Mas, ainda que a maioria dos doentes prefira morrer em casa, nem sempre tudo corre como planeado, admite a enfermeira Maria José Mendes. “Apesar de dizermos muitas vezes que a decisão do doente é que prevalece, não é bem assim, porque eles precisam de quem cuide e muitas vezes isso não é possível”, lamenta a profissional da Equipa Intra-Hospitalar de Suporte em Cuidados Paliativos do Hospital de Braga.


“Atualmente as pessoas têm vidas muito complicadas, precisam de ganhar para a casa, para o seu dia a dia e o facto de terem que deixar o seu emprego torna as coisas ainda mais complicadas.”

Teresa Macedo coordena a Equipa Intra-Hospitalar.

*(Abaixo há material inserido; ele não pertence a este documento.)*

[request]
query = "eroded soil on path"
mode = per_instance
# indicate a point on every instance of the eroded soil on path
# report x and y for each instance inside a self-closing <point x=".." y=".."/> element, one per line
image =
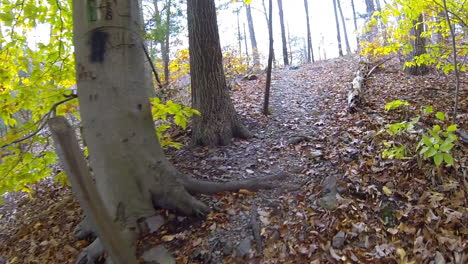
<point x="310" y="135"/>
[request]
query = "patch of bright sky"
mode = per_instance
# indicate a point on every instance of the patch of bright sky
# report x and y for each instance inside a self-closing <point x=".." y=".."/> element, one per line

A médica lembra-nos que “para cada pessoa doente há também uma família doente” que precisa de acompanhamento e, sobretudo, tempo e meios para cuidar.

Desde logo, aponta a responsável, “é preciso que as famílias se organizem e que cuidem dos seus em casa com apoio dos profissionais de saúde e do serviço social”. Mesmo assim, ressalva, “as licenças para cuidar de alguém próximo doente são demasiado curtas e não remuneradas”. E, por vezes, “a única pessoa capaz de cuidar é o único aporte económico da casa”.


Em 2023, cerca de metade dos pacientes referenciados não tiveram acesso em tempo útil aos cuidados paliativos. 12% foram internados a mais de uma hora de viagem de onde residiam (dados ERS).

Resta, em muitos dos casos, o hospital como alternativa, mas também aqui os recursos não são os ideais. Só a equipa comunitária de suporte em cuidados paliativos que dá resposta ao concelho de Braga precisaria do dobro dos profissionais.

“Temos que lidar com o que temos”, reconhece Teresa Macedo. “Tentamos tirar o melhor partido dos recursos que temos, devagarinho lá iremos. Mas as necessidades são muitas, ainda”.

Enquanto isso, no Povorello, Luísa Morais já decidiu: é nos cuidados paliativos que quer passar o dia de Páscoa.

“Sou livre de ir embora a qualquer hora, mas não quero. Estou a pensar em ficar aqui porque [o dia de Páscoa aqui] também é bonito", acredita Luísa, que andou a informar-se devidamente. "Eles não me contam. Eu é que vejo na página que eles têm."